The international safety net his government had put in place to check the Liberation Tigers of Tamil Eelam (LTTE) had been taken off.

Wickremesinghe said that the internationally backed truce had given the LTTE nightmares because it had guaranteed Sri Lanka’s territorial integrity and sovereignty.

Article 1.3 of the agreement had said the country’s armed forces had the sole authority to safeguard the country, thus de-legitimising the LTTE’s claim to have its own armed forces to safeguard a part of the island of Sri Lanka under its control.

The international community’s stepped up role in the peace process was also giving the LTTE jitters as it feared it might not be able to face world pressure.

“On numerous occasions, the LTTE admitted that as a result of the peace accord, they were caught in an international safety net,” Wickremesinghe said.

By unilaterally annulling the pact, the government and not the LTTE lost international support; Colombo and not the LTTE, would be subjected to international pressures, he feared.

“Today, Sri Lanka’s international credibility is in tatters.
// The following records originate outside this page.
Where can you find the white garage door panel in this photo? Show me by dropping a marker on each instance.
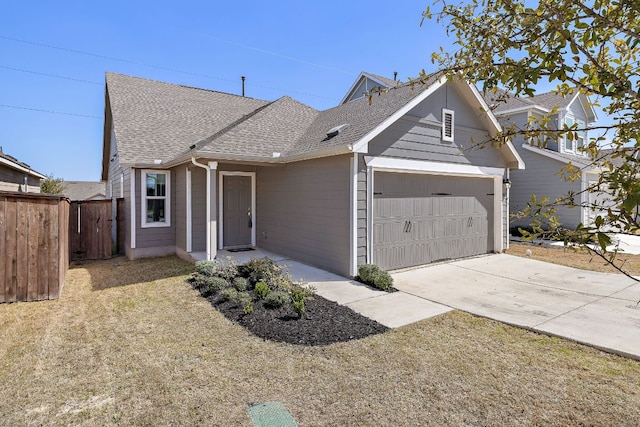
(418, 219)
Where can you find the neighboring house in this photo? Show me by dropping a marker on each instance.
(85, 190)
(18, 176)
(542, 176)
(391, 181)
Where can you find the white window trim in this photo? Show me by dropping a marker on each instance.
(446, 112)
(143, 200)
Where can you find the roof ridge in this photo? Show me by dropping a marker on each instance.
(183, 86)
(230, 126)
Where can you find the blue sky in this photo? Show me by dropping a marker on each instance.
(54, 54)
(311, 51)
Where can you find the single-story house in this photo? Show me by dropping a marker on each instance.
(18, 176)
(391, 179)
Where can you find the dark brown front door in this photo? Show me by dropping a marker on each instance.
(236, 211)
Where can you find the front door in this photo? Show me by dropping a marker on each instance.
(237, 211)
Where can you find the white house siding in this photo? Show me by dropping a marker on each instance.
(303, 211)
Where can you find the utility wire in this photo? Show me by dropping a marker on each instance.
(158, 67)
(49, 111)
(50, 75)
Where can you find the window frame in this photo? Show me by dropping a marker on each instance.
(143, 199)
(445, 137)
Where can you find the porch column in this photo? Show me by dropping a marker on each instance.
(213, 209)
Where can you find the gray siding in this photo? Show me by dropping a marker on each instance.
(179, 175)
(303, 211)
(418, 135)
(362, 212)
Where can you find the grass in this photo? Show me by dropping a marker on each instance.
(130, 343)
(576, 258)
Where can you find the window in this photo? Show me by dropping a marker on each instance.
(447, 125)
(156, 204)
(568, 141)
(581, 140)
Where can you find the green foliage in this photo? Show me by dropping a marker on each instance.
(374, 276)
(277, 299)
(241, 283)
(591, 46)
(51, 185)
(207, 268)
(298, 300)
(261, 290)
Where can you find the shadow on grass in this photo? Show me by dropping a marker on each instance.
(120, 271)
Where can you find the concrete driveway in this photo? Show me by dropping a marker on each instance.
(598, 309)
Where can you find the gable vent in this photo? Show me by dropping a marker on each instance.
(336, 130)
(447, 125)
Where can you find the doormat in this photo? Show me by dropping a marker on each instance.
(271, 414)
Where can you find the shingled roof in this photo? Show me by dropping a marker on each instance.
(159, 121)
(172, 123)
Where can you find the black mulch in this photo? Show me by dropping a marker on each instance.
(325, 322)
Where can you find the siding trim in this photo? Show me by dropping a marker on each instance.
(132, 181)
(353, 217)
(188, 212)
(420, 166)
(221, 207)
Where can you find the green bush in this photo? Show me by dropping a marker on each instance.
(261, 290)
(374, 276)
(299, 298)
(229, 294)
(208, 284)
(207, 268)
(241, 283)
(276, 299)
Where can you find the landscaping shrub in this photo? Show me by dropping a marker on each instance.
(207, 268)
(241, 283)
(261, 290)
(299, 297)
(209, 284)
(276, 299)
(374, 276)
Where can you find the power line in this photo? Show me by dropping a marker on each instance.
(51, 75)
(158, 67)
(49, 111)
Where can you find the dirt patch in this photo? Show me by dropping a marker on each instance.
(325, 322)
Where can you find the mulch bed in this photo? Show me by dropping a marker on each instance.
(325, 322)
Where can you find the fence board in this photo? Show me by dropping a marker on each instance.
(90, 237)
(44, 251)
(22, 270)
(35, 258)
(3, 227)
(11, 253)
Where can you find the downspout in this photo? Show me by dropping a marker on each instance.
(205, 167)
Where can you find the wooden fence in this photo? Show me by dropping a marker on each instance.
(34, 239)
(90, 230)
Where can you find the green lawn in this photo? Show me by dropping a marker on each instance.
(130, 343)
We will no longer get international support. Even those who advocated Sri Lanka’s cause in friendly countries will be compromised by this act. Donor assistance will be reduced, new investors will be scared to invest in a war zone (and) military assistance will abate.”

Defending his decision to sign the agreement as prime minister of Sri Lanka in February 2002, he said an immediate restoration of peace was necessitated by the severe military reverses which the Sri Lankan armed forced had suffered in 2000; the havoc wrought by the attack on the Colombo airport and airbase in 2001; the crippling of the Colombo port; and the severe downturn in the economy which recorded negative growth in 2001.